Relative distribution of RAREhsplacZ and RALDH2 in the anterior precerebellar stream and pontine nuclei. The RAREhsplacZ-positive cells of the anterior precerebellar stream (aPS) in coronal section (a) migrate directly under the RALDH2-positive meninges and mesenchyme (b) when double labeled by immunohistochemistry of coronal sections at E16 (some meningeal detachment has occurred during sectioning). RAREhsplacZ at the pontine flexure of the E17 hindbrain in sagittal section (c) shows expression in the pontine nuclei and the anterior pituitary (aPt) and RALDH2 is present in the surrounding meninges and strongly in the anterior pituitary (d).
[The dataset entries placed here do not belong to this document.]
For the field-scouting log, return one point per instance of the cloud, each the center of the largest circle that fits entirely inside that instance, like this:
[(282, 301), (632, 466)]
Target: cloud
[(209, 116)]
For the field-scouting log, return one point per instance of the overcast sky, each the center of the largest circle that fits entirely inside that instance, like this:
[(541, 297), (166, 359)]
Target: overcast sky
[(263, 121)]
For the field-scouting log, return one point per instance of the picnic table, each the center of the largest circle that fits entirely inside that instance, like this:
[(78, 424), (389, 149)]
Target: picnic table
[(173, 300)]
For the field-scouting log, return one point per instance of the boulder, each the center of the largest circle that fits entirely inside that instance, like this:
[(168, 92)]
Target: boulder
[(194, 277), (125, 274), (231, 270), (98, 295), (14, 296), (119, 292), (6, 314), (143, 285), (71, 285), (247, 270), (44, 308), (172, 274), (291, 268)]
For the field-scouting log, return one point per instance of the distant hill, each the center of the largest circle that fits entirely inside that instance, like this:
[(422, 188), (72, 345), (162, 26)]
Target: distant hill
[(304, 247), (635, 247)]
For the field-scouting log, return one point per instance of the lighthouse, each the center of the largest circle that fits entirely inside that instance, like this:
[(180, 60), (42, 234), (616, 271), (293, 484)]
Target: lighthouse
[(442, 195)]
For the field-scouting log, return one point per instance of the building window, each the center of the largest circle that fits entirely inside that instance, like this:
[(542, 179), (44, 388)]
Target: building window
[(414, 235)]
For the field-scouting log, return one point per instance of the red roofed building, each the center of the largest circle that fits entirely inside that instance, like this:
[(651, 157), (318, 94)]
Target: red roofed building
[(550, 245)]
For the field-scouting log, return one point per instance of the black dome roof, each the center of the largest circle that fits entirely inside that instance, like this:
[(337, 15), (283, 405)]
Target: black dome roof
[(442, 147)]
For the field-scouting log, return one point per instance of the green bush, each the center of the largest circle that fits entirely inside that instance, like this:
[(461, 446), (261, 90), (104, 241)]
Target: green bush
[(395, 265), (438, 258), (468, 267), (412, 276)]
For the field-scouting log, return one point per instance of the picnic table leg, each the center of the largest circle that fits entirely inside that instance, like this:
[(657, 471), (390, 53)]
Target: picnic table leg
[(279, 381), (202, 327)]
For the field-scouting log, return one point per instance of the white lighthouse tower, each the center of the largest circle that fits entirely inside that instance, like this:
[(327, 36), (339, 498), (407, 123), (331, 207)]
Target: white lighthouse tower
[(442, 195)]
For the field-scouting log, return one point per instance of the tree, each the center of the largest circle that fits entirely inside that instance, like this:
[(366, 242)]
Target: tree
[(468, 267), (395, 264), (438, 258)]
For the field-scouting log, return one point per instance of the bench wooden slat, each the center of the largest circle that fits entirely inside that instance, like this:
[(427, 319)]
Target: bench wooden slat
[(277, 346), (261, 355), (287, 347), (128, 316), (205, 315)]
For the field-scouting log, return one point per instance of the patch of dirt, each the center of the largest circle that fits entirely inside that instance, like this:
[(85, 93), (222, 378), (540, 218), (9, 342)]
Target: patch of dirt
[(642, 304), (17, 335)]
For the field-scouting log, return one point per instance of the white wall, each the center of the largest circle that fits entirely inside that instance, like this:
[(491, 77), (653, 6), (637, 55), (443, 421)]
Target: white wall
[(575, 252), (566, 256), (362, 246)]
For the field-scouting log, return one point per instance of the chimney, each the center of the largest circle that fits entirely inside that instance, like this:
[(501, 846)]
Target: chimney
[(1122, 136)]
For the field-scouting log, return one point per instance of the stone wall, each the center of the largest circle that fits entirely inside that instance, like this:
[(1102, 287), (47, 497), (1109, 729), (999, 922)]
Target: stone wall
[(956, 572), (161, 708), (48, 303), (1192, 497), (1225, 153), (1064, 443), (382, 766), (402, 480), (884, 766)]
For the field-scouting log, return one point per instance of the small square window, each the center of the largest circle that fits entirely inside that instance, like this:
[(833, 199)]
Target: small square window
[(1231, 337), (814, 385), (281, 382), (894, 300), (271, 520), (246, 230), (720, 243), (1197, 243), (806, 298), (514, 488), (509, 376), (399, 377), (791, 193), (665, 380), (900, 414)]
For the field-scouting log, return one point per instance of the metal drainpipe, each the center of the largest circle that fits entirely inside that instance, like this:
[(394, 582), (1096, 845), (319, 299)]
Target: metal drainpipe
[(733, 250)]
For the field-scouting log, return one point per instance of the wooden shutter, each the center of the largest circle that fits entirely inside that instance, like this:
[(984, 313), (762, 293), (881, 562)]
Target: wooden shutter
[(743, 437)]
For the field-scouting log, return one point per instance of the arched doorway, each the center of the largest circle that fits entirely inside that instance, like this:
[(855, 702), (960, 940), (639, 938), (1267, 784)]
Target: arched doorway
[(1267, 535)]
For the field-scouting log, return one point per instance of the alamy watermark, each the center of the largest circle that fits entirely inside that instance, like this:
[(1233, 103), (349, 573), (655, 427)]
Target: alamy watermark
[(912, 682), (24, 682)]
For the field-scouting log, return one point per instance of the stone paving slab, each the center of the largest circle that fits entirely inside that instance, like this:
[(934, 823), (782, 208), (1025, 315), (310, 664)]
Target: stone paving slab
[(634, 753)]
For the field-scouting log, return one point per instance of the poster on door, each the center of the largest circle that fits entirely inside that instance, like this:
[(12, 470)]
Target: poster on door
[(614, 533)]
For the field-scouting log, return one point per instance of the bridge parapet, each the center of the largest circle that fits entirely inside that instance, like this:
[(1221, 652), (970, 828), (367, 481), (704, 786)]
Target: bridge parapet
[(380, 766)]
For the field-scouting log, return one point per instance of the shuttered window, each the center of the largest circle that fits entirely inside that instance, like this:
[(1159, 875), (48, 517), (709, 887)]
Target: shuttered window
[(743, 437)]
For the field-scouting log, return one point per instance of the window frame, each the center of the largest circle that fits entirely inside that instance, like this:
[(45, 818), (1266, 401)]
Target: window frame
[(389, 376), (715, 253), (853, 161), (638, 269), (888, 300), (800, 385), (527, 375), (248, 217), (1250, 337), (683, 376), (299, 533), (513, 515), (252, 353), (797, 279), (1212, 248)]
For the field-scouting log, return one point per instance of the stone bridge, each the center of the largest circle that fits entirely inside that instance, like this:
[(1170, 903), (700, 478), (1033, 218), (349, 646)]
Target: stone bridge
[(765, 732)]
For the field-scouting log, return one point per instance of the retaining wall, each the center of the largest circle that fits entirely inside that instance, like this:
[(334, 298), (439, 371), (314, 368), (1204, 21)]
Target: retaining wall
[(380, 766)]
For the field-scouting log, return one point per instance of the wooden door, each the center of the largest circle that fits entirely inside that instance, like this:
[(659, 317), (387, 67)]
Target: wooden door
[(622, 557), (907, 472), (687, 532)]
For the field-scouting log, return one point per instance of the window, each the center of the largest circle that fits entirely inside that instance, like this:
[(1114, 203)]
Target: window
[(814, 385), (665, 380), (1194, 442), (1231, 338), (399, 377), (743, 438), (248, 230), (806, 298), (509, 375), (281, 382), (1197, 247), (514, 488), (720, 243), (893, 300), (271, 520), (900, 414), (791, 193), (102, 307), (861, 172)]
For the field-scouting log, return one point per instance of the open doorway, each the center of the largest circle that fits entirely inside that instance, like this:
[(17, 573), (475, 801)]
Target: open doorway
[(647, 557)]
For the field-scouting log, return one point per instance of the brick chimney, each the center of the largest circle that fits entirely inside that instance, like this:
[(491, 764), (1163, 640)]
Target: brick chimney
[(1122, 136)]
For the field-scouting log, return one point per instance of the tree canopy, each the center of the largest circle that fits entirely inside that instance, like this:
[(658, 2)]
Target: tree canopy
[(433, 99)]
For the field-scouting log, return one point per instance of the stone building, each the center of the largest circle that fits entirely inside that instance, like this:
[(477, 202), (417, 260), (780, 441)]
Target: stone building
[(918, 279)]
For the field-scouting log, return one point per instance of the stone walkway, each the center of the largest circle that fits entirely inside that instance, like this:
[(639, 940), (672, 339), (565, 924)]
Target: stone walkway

Scale bar, 200 μm.

Figure 12.

Absence of RAREhsplacZ expression in ventral migrating neurons when the meninges are removed and its expression when RA is replaced. Either E12 (a-c) or E14 hindbrains (e-g) with the meninges removed were cultured for 2 d on transwells, ventral side up. The E12 ventral hindbrain shows no lacZ staining neurons at day 0 (a) or after 2 d of culture (b), and the radial stream (RS) of RAREhsplacZ-positive cells is weak. However, strong RAREhsplacZ expression is evident when cultured in 10 nm RA (arrows, c), and cells in the radial stream are also induced. The E14 hindbrain already has RAREhsplacZ-positive neurons migrating over the caudal medulla at 0 d of culture (arrows, d). These are lost after 2 d of incubation (e), but RAREhsplacZ cells are seen over the rostral ventral hindbrain when incubated with 10 nm RA (arrows, f). RAREhsplacZ in cells in the radial stream are already induced at day 0 (a) and are no more intense after RA exposure (f).